I have trained my seq2seq model with teacher-forcing. My question is do I also have to compute the validation loss and ppl with the teacher-forcing?

I compute the validation loss without teacher-forcing and it remains almost the same (it decreases a bit until a certain point and stops and I am sure the point it stops is not an overfitting point) and it is generally much larger than my training loss (it is almost in the range of the training loss of the first epoch).

This is an implementation detail that really depends on your code and how you’ve prepared your data.

What problem are you having exactly?

I am looking for the way to compute the validation loss. Is that necessary to compute the validation loss in an exact manner as we do in training?

Sure.

Hi Jason, is “teacher forcing” the same thing as the concept you showed in your article “How to Develop Word-Based Neural Language Models in Python with Keras” in the section “Model 2: Line-by-Line Sequence”?
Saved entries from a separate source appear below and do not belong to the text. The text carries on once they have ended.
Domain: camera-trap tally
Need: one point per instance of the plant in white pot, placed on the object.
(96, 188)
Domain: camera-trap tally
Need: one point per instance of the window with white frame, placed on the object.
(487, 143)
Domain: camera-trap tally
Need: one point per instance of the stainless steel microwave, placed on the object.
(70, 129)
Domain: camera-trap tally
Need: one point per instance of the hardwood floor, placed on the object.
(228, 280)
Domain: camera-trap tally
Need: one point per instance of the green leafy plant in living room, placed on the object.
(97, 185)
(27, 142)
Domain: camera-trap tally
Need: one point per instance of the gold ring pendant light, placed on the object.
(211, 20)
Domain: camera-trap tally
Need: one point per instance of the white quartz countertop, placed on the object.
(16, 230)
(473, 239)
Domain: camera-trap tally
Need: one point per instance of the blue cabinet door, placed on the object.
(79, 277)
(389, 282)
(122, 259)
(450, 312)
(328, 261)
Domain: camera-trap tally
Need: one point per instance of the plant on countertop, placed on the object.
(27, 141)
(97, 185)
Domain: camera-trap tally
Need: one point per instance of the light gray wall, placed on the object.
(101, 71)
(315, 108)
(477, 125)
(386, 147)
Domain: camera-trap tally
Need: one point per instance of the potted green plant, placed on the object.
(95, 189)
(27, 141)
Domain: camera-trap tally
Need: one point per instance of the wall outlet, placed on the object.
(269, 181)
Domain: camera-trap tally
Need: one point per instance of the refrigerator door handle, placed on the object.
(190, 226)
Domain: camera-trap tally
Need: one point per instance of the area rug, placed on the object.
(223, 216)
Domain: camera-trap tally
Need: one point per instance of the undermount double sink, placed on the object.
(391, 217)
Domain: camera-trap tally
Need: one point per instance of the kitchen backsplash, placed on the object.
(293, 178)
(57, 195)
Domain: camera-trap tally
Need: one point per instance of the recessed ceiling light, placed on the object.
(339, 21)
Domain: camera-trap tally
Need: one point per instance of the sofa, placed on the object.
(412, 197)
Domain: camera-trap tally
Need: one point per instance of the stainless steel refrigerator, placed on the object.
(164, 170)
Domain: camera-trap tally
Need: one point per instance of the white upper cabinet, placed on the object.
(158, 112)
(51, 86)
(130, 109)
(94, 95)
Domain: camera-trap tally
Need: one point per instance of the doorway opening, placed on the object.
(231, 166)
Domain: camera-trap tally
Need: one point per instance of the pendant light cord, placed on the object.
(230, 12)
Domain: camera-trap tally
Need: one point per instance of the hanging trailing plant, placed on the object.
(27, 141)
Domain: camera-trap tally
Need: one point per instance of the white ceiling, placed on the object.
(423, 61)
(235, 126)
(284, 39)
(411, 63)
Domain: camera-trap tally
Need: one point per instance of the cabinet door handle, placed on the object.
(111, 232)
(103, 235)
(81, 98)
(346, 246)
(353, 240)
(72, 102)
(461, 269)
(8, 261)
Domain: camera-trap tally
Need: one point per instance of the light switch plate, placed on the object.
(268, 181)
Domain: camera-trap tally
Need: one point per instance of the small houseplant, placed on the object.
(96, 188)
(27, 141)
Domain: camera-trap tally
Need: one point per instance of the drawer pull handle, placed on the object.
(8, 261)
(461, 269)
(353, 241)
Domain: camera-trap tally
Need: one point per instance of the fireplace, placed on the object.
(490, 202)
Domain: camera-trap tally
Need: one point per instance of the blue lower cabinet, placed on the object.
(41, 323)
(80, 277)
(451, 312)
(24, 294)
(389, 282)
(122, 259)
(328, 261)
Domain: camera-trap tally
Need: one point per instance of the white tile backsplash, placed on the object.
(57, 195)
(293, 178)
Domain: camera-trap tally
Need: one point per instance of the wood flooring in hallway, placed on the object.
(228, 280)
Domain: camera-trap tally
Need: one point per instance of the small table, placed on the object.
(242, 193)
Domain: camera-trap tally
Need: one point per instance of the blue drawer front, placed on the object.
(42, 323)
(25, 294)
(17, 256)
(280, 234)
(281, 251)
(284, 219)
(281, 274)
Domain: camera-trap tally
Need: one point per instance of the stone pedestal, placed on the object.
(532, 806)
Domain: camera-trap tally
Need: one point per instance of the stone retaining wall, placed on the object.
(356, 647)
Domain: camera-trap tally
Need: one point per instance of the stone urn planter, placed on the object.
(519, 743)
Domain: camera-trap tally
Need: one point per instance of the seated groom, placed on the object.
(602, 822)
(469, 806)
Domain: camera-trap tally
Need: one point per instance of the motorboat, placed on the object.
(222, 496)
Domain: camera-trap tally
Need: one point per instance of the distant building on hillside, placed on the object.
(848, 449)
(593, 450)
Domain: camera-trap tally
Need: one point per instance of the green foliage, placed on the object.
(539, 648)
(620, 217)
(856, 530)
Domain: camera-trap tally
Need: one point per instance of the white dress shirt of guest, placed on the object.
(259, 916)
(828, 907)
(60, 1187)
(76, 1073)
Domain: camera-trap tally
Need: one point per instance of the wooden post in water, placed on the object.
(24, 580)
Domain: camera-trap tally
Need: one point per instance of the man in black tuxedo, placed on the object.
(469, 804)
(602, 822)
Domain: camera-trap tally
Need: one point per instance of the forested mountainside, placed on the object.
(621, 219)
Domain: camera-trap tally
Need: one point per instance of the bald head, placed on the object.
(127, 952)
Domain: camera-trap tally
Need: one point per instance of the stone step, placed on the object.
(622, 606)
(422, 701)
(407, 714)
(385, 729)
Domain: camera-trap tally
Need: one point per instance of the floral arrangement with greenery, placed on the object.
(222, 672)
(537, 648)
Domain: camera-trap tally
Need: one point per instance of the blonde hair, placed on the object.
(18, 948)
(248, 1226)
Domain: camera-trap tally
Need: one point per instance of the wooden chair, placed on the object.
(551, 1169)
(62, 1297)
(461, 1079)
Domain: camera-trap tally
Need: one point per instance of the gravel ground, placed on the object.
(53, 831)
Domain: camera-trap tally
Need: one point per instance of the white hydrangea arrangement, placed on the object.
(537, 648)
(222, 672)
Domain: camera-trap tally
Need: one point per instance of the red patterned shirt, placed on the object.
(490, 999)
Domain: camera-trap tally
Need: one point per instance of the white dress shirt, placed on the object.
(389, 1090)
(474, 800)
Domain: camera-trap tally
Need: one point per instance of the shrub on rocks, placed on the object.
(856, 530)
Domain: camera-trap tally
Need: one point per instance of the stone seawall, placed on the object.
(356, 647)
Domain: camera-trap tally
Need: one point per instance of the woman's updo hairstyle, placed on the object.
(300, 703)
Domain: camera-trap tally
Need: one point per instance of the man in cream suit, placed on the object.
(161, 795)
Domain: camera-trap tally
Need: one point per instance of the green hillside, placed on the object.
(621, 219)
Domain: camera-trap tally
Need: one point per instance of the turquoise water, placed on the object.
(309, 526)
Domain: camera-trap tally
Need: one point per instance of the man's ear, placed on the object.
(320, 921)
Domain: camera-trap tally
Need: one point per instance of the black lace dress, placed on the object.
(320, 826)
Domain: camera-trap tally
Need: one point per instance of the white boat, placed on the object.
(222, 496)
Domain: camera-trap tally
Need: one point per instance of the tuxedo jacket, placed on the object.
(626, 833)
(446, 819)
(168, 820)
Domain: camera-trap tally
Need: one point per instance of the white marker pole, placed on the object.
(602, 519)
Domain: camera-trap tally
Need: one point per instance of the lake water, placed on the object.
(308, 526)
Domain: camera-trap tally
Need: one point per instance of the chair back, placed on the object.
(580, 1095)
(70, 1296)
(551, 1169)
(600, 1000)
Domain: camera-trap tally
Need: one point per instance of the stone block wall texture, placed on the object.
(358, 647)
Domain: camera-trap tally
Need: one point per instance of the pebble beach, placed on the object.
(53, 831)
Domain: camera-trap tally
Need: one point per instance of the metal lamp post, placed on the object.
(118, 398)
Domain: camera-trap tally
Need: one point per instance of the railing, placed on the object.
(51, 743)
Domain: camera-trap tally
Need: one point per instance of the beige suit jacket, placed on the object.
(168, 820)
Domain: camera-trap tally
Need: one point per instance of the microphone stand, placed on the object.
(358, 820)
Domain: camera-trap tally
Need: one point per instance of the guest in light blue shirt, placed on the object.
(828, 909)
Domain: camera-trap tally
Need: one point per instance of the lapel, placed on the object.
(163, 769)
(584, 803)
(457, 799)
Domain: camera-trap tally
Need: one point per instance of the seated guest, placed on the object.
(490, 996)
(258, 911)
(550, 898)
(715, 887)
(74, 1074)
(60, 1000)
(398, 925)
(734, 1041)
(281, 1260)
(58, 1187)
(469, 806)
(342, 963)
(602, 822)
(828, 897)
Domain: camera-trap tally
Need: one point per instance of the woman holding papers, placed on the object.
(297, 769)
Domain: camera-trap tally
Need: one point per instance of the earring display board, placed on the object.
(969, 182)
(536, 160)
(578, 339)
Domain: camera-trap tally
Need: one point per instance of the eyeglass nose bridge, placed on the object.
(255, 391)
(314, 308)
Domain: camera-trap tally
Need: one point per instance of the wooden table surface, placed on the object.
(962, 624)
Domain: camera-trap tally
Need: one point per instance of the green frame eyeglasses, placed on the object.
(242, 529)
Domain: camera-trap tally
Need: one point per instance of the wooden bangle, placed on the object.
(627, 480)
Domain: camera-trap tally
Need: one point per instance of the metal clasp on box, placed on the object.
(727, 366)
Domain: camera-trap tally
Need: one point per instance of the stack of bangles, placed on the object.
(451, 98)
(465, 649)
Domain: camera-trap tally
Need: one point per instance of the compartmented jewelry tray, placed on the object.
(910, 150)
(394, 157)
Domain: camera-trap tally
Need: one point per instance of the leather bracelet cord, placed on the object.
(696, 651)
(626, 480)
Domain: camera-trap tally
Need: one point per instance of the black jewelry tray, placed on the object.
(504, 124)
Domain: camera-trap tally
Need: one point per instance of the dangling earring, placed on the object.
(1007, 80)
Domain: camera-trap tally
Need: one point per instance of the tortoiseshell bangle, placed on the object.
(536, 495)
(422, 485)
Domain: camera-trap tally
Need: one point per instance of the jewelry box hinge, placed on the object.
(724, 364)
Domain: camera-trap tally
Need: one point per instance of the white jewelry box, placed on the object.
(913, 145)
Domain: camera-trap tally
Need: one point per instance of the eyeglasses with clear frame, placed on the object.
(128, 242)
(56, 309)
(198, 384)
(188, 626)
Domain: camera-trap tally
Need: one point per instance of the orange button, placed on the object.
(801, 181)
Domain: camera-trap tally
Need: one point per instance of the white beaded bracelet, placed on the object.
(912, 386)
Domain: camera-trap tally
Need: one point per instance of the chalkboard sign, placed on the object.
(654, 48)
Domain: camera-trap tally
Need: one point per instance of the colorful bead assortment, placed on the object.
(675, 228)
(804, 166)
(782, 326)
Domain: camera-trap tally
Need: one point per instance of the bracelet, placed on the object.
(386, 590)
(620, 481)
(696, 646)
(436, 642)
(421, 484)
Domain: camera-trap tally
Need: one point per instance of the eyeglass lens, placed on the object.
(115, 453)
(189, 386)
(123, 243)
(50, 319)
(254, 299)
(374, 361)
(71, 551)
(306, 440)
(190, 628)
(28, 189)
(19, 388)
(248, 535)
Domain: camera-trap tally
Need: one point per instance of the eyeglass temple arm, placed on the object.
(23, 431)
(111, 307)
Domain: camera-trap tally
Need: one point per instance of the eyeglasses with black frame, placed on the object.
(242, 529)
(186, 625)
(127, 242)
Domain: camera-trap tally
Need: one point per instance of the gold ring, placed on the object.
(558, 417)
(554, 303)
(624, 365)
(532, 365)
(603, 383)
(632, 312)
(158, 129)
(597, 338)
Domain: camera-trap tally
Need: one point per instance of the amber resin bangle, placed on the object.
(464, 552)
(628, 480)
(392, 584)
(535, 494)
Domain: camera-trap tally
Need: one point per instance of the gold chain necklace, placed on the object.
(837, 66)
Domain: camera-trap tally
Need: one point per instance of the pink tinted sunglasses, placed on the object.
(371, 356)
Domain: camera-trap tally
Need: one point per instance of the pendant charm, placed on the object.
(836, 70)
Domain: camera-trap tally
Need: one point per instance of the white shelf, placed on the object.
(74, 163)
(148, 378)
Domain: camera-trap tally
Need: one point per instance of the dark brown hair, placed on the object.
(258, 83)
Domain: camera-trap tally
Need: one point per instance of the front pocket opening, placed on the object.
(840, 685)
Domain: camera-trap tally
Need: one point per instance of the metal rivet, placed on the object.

https://machinelearningmastery.com/develop-word-based-neural-language-models-python-keras/

There, you trained an LSTM with training data that looked like:

1. X=(_, _, _, _, _, Jack), y=and

2. X=(_, _, _, _, Jack, and), y=Jill

3. X=(_, _, _, Jack, and, Jill), y=went

4. X=(_, _, Jack, and, Jill, went), y=up

5. X=(_, Jack, and, Jill, went, up), y=the

6. X=(Jack, and, Jill, went, up, the), y=hill

7. X=(and, Jill, went, up, the, hill), y=to

Thanks for any clarification.

Great question.

I use teacher forcing by default, it is just so effective. What is harder is using it sometimes and not others, and allow the model to correct an offtrack input sequence.

Can you confirm that the approach in “Model 2: Line-by-Line Sequence” is the same as teacher forcing? I’m just trying to wrap my head around the terminology.